HDMI or High-Definition Multimedia Interface, is the de facto digital interface standard for connecting HD consumer electronics components. HDMI combines uncompressed high-definition video, multi-channel uncompressed/compressed audio and intelligent format and command data in a single digital interface. HDMI is compatible with HDCP or High-bandwidth Digital Content Protection, which is a content protection technology developed by Intel to be used when distributing premium HD content. Without HDCP support, the protected content will be displayed in reduced quality or a black screen will appear. All HD cable and satellite set-top boxes require HDCP for HDMI connection.

HDMI (High-Definition Multimedia Interface) delivers digital video and audio via a single cable, simplifying cabling between devices. HDMI's pure-digital interface is the best way to connect high-resolution components like upconverting DVD players, Blu-ray Disc™ players, the PlayStation® 3 and Xbox 360™ game consoles, and some HD-capable satellite and cable TV set-top boxes to HDMI-equipped high-definition TVs (HDTV).

The ability to send high-definition video and multichannel audio over a single cable is unique to HDMI, but this interface offers other advantages. A standard HDMI connector has 19 pins, which send not only audio and video data, but also 2-way control and identification information, and even low-voltage power. HDMI provides maximum signal integrity and a secure, "smart link" between devices.

HDMI devices talk to each other in a way outlined below (the handshake).

Transmitting device (an upconverting DVD player) to receiving device (an HDTV)

DVD player sends out - Is anything there?
HDTV returns - YES
DVD sends - Are you HDCP compliant?
HDTV returns - YES
DVD sends out encryption key
HDTV replies - Here is my encryption key
DVD recognizes good keys and then transmits video images to HDTV.



Content protection

Developed by Intel and embraced by the Motion Picture Association of America, HDCP supports federal law requiring that all digital content be protected. When you plug an HDMI source into an HDMI display, the source device queries the display to see if it supports HDCP. If the device doesn't reply with a "yes" within a certain number of milliseconds, the source device assumes that the display is not compliant, and you'll get an "informative display" message stating so and suggesting that you use your analog ports, instead. In some cases, this can happen if the set-top box is plugged into an HDMI repeater/switcher/home-theater device and that device is not passing the HDCP transaction from the set-top to the set correctly - in such cases, bypassing the repeater.

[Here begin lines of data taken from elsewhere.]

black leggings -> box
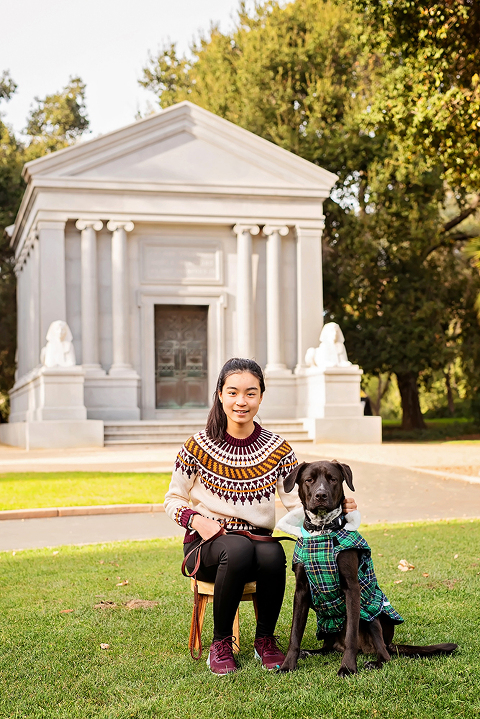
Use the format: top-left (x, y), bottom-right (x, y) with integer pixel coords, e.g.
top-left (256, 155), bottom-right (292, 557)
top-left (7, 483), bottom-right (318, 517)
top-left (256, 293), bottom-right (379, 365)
top-left (184, 534), bottom-right (286, 642)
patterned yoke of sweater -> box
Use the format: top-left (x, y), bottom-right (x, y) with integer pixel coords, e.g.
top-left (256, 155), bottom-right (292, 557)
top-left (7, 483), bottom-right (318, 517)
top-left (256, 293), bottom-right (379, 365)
top-left (292, 529), bottom-right (403, 640)
top-left (165, 423), bottom-right (299, 542)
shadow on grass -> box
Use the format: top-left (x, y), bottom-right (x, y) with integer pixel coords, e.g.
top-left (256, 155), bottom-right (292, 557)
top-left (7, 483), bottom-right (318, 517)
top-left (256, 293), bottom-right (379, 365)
top-left (0, 520), bottom-right (480, 719)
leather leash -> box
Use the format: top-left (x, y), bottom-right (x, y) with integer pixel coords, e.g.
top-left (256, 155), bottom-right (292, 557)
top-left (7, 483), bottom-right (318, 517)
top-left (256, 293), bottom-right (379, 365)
top-left (182, 527), bottom-right (297, 659)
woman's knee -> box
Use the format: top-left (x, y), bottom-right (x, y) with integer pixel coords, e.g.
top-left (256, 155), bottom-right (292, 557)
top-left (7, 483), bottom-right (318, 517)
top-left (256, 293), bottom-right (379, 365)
top-left (217, 535), bottom-right (255, 571)
top-left (255, 542), bottom-right (287, 574)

The HDCP spec considers all of these HDMI black boxes as repeaters because they essentially repeat the data between the set and the set-top box. Most HDMI problems can be traced to HDCP issues. In their zeal to protect high-value content, HDMI's creators have produced a protocol that always errs on the side of shutting the connection down, meaning you get no picture on your TV. The workaround involves tracing the source of the problem. Is it outdated firmware in the set-top, TV set or HDMI repeater? Is it a badly kinked or excessively long cable? Is the cable running too close to a source of EMI? Is the TV set tearing down the HDMI handshake when a different input is selected? The simplest fix is always to encourage customers to use their analog component connections (YPbPr) until the issue has been resolved. Component connections have less bandwidth than HDMI, so there might be a (very small) loss of quality on HD channels. On the other hand, the SD channels might actually look a little better.

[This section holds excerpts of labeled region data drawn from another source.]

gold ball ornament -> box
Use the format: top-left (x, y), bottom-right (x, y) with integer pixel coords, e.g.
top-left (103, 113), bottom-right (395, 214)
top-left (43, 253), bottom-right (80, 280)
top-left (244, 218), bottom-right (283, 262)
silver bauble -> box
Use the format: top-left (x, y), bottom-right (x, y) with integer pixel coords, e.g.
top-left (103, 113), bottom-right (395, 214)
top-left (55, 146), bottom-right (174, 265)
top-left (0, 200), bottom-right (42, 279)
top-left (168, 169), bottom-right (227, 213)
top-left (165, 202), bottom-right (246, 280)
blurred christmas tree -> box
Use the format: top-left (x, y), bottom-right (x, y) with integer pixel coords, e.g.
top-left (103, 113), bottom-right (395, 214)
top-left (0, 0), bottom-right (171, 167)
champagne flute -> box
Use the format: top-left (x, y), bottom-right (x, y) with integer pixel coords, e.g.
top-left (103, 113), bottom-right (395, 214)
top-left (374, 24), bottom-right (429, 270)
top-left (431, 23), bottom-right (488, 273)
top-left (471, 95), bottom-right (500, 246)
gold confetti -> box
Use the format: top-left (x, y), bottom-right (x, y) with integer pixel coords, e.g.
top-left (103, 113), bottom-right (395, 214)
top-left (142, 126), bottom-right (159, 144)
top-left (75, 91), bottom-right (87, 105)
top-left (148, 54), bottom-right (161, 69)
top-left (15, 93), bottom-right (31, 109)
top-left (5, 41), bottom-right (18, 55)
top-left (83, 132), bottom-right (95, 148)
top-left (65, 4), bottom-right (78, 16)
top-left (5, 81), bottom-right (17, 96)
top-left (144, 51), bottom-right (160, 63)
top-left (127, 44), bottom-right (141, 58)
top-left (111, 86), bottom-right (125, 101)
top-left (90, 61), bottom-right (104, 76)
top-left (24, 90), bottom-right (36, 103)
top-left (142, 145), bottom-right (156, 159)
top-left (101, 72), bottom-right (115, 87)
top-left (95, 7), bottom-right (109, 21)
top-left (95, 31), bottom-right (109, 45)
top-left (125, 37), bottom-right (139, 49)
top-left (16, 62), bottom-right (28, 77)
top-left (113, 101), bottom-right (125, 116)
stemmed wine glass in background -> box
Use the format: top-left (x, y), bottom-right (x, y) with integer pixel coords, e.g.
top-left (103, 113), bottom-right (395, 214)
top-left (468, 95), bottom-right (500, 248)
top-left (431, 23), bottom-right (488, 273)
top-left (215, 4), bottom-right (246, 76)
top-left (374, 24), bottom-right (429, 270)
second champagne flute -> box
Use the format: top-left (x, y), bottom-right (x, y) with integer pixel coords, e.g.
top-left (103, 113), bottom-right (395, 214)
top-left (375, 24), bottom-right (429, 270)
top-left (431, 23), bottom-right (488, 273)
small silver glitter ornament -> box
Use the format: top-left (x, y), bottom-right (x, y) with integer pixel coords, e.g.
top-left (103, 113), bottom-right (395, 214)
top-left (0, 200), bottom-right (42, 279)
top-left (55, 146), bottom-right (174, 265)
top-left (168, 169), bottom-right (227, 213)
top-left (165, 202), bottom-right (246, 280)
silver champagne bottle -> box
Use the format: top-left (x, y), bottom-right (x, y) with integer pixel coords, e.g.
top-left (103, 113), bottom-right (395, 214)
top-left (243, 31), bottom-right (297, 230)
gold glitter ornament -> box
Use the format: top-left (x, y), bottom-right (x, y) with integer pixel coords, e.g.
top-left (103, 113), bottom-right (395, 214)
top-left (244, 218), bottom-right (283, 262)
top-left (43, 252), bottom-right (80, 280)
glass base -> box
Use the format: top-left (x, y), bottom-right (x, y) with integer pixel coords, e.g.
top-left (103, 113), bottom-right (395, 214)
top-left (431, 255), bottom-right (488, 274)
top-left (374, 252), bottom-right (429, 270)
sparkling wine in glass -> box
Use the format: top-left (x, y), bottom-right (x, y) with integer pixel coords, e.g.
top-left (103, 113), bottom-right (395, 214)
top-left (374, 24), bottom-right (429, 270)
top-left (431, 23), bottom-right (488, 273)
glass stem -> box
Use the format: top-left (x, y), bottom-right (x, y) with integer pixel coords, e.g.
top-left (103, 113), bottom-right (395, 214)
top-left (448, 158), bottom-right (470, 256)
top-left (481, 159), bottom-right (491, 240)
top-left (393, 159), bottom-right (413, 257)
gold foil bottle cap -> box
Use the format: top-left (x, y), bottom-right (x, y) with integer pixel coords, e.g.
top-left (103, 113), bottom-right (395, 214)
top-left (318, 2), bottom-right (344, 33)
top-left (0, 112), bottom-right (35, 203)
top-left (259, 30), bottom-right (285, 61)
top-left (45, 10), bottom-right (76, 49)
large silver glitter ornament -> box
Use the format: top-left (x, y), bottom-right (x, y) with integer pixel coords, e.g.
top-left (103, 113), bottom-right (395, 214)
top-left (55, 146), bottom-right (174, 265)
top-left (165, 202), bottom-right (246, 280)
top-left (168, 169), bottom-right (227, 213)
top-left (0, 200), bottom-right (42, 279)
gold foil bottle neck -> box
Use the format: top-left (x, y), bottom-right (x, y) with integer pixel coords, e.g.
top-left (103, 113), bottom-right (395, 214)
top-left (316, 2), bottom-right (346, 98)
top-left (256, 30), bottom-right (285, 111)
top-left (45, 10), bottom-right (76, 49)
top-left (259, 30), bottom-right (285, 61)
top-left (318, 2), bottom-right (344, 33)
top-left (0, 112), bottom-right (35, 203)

The HDMI spec requires a continuous dialog between the source and the TV set in order to manage content protection. For instance, the encryption status of the picture is checked on every single frame, so this decision is being made 30 times a second. If your HDMI connection is marginal (poor cable, too-long cable, kinked cable), that dialog might suffer from occasional interruptions, and your set goes into "informative display" (denied) mode. The problem clears when the signal re-establishes itself.



* HDMI connections keep audio and video signals digital, eliminating the compromised picture and sound quality caused by digital-to-analog conversions and reconversions. HDMI supports video resolutions up to 1080p, which is key for the 1080p-capable HDTVs and high-definition disc players. HDMI's sound capability supports up to 8 channels of high-quality 24-bit 192kHz audio.

* Copy protection: HDMI's wide adoption is due in large part to Hollywood's demands for ever-stronger copy protection measures to prevent piracy. HDCP (High-bandwidth Digital Content Protection) is present on virtually all HDMI-equipped devices even though it's not officially part of the HDMI spec. Without HDCP, both the quantity and quality of high-definition content available to consumers would almost certainly be more limited. However, HDCP also has a downside. The primary function is to "authenticate" the connection between two components via a "digital handshake," and problems with this handshake process can result in the loss of picture and sound.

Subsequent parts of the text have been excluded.